Setting poker goals seems like an easy matter that can be measured by how much money you earn. But given that poker involves both luck and skill, you can’t just base your entire poker self-worth off dollars won and lost.
Instead, you should measure your poker success in other ways and the money will eventually come. That said, here are 5 different ways to set your poker goals.
1. Play the Perfect Session
One great way to begin your goals is by playing the perfect session. This doesn’t mean the session where you win the most money, but rather one where your mind is clear, you’re rested, and there are no distractions. When you can play in these conditions, you’re likely to play your best poker.
2. Aim for a Certain Number of Hands
Forcing yourself to mindlessly play hands is the opposite of the first goal we discussed. But if you want to become a better player, you need to increase your volume beyond 100-200 hands per day. Setting hand goals for a session, week, or month is a good way to keep yourself on track and playing poker. If you’ve only played 1,000 hands in a week, aim to gradually increase this number and get better.
3. Dedicate 25% of Your Poker Time to Strategy
We all know that poker strategy is important to improving as a player. But exactly how much time should you dedicate towards strategy? A good mix is 75% playing and 25% studying, or about 1 hour of studying for every 3 hours you play. If you have 16 hours to dedicate towards poker, four of these hours would go towards studying.
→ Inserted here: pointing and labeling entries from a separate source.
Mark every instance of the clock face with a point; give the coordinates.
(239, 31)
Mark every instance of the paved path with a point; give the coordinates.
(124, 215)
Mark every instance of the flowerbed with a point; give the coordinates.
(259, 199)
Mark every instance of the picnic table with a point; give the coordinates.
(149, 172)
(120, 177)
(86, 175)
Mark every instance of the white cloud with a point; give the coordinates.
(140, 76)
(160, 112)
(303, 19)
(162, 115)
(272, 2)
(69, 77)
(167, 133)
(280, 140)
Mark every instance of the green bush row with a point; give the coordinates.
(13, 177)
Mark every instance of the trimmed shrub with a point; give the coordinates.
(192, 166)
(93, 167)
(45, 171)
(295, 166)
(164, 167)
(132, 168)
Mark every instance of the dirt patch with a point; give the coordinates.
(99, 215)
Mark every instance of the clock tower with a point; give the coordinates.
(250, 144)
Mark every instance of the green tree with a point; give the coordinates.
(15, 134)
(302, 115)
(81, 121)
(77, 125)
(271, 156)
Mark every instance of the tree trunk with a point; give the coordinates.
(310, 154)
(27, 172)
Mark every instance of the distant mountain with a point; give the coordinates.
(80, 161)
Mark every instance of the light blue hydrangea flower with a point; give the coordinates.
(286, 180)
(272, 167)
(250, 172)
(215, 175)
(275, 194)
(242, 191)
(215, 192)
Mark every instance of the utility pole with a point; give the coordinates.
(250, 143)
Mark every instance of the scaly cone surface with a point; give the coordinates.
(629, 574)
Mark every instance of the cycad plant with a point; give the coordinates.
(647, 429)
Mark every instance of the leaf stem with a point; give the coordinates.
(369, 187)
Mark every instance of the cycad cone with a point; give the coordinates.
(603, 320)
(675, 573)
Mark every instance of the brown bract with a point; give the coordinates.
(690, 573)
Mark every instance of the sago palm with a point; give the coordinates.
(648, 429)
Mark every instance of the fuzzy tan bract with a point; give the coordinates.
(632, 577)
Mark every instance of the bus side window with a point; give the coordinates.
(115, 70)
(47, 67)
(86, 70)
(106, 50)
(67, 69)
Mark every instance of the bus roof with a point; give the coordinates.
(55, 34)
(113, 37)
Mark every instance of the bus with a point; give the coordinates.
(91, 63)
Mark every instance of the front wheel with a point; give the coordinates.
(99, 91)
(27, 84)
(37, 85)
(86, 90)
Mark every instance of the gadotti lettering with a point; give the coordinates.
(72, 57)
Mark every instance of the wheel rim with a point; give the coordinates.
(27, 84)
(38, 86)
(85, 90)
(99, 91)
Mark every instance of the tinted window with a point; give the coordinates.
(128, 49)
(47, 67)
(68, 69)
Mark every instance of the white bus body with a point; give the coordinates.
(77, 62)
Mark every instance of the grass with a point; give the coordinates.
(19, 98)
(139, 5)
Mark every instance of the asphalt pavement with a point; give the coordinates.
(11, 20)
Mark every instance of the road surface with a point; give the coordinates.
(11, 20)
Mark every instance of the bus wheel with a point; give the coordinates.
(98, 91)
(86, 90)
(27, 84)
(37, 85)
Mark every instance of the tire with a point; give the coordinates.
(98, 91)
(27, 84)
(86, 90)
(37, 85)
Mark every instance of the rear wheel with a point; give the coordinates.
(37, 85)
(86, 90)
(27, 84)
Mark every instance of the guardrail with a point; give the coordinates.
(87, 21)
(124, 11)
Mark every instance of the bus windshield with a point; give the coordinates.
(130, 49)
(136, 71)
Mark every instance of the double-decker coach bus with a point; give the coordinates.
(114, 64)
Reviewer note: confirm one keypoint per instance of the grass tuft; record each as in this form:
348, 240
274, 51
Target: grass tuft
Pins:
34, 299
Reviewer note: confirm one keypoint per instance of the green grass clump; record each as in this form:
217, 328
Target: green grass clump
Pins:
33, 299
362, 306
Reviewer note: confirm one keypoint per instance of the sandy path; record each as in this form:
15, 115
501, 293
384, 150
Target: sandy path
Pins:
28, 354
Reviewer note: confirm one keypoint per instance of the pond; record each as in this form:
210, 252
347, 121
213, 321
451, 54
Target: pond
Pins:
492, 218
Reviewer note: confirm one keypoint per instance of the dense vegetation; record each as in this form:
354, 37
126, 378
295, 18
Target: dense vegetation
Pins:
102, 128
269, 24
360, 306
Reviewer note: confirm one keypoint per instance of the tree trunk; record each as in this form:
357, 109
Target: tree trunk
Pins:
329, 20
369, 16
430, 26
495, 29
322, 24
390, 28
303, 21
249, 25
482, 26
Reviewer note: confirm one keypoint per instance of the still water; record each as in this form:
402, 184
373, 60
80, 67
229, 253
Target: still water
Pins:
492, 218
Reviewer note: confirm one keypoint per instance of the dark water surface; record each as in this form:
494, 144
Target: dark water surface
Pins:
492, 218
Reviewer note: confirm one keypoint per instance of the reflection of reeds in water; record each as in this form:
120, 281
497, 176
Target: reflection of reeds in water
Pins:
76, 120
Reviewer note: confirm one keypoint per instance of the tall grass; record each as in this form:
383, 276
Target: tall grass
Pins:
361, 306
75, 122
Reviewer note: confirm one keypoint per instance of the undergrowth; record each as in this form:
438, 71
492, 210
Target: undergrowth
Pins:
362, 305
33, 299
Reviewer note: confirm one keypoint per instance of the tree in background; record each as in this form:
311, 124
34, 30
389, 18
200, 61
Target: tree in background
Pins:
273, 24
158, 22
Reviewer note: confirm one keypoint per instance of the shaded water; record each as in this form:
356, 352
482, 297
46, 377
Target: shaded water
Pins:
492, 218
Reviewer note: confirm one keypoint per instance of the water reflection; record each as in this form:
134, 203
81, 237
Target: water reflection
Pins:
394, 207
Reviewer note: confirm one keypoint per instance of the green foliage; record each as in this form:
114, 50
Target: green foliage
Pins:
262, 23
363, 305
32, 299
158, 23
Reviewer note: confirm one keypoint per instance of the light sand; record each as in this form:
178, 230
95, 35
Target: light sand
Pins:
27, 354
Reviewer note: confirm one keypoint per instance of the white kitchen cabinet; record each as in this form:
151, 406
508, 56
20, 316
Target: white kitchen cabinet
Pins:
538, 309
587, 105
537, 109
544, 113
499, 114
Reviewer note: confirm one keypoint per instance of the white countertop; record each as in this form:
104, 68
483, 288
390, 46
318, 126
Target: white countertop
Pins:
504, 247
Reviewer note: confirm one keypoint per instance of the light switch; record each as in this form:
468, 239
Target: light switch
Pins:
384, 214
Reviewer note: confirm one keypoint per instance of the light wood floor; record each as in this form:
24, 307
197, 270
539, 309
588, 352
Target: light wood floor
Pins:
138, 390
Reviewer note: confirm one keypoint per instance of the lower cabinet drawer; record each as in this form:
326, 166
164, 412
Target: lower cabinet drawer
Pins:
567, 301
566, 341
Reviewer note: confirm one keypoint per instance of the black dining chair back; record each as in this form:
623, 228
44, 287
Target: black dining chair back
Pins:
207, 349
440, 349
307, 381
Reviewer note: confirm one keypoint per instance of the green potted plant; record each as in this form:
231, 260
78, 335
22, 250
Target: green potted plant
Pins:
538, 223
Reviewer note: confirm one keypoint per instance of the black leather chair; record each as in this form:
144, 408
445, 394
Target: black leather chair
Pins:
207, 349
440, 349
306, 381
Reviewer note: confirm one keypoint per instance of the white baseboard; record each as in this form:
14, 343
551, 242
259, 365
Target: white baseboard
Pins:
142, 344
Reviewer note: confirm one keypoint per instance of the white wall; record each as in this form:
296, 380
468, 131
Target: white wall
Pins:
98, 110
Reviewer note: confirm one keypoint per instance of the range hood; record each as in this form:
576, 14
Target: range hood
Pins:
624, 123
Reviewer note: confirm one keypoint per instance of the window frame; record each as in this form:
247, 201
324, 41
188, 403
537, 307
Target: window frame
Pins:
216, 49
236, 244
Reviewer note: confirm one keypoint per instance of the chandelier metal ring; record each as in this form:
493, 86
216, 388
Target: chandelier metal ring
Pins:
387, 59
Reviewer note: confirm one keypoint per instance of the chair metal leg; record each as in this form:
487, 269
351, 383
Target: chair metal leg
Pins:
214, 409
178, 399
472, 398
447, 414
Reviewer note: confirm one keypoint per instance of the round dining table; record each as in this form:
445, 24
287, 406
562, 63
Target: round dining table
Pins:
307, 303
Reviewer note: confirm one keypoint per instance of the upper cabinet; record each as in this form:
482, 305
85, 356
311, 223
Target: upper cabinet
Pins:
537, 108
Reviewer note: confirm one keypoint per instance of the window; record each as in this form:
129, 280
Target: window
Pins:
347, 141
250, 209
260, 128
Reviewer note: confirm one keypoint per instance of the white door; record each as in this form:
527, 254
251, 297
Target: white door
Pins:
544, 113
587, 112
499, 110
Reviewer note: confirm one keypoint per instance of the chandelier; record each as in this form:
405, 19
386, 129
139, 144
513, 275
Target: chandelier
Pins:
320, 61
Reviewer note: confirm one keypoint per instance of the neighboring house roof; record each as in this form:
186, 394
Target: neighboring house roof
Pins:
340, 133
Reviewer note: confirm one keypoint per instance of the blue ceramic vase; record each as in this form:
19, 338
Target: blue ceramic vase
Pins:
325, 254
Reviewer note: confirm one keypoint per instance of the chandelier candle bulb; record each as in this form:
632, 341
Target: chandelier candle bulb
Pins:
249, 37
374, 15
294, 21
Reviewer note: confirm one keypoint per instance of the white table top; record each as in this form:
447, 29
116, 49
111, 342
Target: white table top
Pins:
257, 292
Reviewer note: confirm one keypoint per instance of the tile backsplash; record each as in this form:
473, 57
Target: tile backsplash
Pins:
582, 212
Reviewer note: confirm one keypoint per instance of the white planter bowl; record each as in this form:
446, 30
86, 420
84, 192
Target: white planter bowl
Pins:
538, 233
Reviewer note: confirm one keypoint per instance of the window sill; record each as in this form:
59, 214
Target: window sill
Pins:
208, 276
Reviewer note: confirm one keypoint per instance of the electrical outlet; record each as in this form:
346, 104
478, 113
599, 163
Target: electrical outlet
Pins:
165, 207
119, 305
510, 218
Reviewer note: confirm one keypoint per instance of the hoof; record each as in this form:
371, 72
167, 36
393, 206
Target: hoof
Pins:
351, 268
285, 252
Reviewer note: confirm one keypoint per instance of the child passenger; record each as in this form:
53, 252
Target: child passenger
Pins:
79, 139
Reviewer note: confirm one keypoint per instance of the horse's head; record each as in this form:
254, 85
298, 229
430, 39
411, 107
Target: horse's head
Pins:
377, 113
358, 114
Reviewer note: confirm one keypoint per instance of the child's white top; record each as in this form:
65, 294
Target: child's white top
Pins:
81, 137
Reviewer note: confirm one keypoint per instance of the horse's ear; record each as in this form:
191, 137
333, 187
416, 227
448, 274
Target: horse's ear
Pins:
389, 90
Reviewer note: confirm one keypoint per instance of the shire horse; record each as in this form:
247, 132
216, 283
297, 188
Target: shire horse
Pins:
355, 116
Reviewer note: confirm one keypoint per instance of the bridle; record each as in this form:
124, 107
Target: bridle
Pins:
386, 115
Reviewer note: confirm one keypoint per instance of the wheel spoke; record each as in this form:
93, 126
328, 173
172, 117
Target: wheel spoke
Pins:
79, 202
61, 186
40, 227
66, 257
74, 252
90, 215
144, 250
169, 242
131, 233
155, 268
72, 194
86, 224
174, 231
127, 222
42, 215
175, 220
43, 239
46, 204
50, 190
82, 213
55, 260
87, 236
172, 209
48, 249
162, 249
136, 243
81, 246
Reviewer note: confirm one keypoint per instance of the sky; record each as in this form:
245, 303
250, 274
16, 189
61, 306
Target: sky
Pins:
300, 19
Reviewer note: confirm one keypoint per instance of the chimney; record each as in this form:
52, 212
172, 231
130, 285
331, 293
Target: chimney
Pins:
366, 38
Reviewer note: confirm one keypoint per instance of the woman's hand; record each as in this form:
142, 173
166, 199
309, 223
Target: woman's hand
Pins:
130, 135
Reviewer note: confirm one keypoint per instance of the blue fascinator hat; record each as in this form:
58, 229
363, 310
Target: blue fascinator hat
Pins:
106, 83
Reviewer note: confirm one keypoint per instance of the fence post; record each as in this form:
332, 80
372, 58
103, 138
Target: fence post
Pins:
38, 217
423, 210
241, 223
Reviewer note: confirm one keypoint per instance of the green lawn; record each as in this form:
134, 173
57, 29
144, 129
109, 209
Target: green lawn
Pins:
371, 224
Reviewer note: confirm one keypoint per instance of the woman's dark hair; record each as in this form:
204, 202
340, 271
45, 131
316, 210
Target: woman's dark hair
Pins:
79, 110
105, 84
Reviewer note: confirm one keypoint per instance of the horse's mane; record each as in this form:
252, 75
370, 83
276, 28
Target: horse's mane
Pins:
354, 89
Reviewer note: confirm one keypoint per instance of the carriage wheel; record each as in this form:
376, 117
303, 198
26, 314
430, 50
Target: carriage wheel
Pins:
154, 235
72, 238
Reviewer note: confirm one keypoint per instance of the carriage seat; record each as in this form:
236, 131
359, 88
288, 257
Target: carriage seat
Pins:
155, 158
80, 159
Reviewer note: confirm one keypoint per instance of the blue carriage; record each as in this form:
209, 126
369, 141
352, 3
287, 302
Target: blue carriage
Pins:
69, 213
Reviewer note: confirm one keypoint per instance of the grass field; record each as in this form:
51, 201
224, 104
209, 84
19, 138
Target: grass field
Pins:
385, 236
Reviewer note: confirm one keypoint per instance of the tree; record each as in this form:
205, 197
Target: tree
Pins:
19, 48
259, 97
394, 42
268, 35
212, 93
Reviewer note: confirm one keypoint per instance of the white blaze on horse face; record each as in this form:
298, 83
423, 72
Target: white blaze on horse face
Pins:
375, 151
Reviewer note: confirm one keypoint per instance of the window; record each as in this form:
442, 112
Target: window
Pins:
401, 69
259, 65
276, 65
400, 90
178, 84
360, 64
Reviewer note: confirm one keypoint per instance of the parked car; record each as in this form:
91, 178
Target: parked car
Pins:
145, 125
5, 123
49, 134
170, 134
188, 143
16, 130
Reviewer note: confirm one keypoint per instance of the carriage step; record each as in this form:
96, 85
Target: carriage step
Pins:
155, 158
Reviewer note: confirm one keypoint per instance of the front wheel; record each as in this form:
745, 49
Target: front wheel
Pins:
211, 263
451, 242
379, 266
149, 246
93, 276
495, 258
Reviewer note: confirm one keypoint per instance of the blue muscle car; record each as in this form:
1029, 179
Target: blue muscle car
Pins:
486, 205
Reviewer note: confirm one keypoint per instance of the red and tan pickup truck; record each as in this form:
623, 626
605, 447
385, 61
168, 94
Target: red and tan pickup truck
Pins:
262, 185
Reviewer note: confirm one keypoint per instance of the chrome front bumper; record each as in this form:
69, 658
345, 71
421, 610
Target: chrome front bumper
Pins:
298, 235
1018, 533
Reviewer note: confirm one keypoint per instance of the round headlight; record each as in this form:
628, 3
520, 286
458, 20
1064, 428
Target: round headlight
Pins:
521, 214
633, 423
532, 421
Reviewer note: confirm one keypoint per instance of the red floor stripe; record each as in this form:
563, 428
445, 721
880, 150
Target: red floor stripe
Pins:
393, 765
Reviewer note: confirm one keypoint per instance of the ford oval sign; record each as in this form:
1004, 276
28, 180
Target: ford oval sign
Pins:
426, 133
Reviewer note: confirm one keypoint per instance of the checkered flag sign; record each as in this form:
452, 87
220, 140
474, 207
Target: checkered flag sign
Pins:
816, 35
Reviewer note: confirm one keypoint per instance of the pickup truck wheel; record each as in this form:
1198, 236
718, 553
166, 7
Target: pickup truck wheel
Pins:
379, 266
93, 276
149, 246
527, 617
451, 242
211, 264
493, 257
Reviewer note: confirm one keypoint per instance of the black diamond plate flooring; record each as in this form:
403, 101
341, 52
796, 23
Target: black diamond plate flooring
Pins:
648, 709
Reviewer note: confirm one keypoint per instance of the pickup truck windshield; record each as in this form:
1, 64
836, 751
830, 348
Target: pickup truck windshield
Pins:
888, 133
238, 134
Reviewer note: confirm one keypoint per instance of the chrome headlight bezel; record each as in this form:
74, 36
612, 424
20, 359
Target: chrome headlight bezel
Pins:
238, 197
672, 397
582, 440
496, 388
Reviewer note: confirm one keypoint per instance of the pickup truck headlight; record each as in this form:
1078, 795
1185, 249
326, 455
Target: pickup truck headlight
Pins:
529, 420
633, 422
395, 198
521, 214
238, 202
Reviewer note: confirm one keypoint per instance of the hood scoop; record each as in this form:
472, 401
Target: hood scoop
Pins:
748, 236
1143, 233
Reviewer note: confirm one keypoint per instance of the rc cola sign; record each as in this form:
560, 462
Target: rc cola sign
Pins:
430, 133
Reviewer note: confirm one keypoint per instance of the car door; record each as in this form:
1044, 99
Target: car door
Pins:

4. Set Short-Term and Long-Term Goals
As with any pursuit, you should set goals for both short and long-term progress. Your long-term goals may be to play 35 hours a week, study 12 hours a week, become a pro, and make a good living with poker. But how are you going to get there? Short-term goals are important for bridging the gap and keeping you focused while grinding towards distant goals.
5. Beat the Stakes You’re at Before Moving Up
This doesn’t necessarily mean that you need to win huge profits before you move up. But once you’re on your A-game consistently, have good reads on opponents, and make the right moves yourself, then you can be pretty confident about moving up.